Juventus dan Liverpool menjadi pertandingan yang paling tak terduga. Juventus mungkin akan menurunkan formasi defensif 3-4-3, memanfaatkan pengalaman pemain seperti Leonardo Bonucci, sedangkan Liverpool diperkirakan tetap pada formasi 4-3-3 khas Klopp, mengandalkan tekanan tinggi dan transisi cepat.
Berbagai faktor eksternal juga dapat memengaruhi hasil akhir, termasuk kondisi cuaca, kebugaran pemain, serta keputusan taktis di ruang ganti. Penonton internasional diperkirakan akan menyaksikan lebih dari 200 juta penonton secara daring, menandakan besarnya antusiasme global terhadap kompetisi ini.
Menjelang pertandingan, para pelatih telah melakukan sesi latihan intensif, memfokuskan pada skenario set-piece, pola pressing, serta rotasi pemain untuk menghindari kelelahan. Beberapa bintang utama juga mengumumkan pemulihan dari cedera, seperti Karim Benzema yang kembali fit untuk Real Madrid, serta Harry Kane yang siap memimpin serangan Tottenham, meski timnya tidak masuk fase ini.
Dengan delapan tim yang masih bertahan, persaingan untuk melaju ke semifinal tidak hanya menjadi pertarungan taktik, melainkan juga pertarungan mental.
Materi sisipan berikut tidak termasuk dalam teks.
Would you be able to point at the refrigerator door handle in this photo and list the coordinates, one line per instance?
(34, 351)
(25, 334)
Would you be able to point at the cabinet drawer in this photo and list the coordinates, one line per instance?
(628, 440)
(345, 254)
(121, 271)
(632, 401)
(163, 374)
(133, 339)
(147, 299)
Tekanan untuk mengangkat trofi Liga Champions kembali menjadi beban berat, terutama bagi klub yang belum meraih gelar sejak era 2000-an.
Kesimpulannya, perempat final Liga Champions 2025/2026 menjanjikan aksi spektakuler, cerita drama, dan potensi kejutan yang dapat mengubah peta kekuasaan sepak bola Eropa. Penggemar dapat menantikan duel yang menegangkan, dimana satu tim saja yang mampu mengukir mimpi menjadi juara. Pertarungan ini tidak hanya menilai kualitas individu, tetapi juga kemampuan kolektif dalam menaklukkan tantangan terbesar di level klub.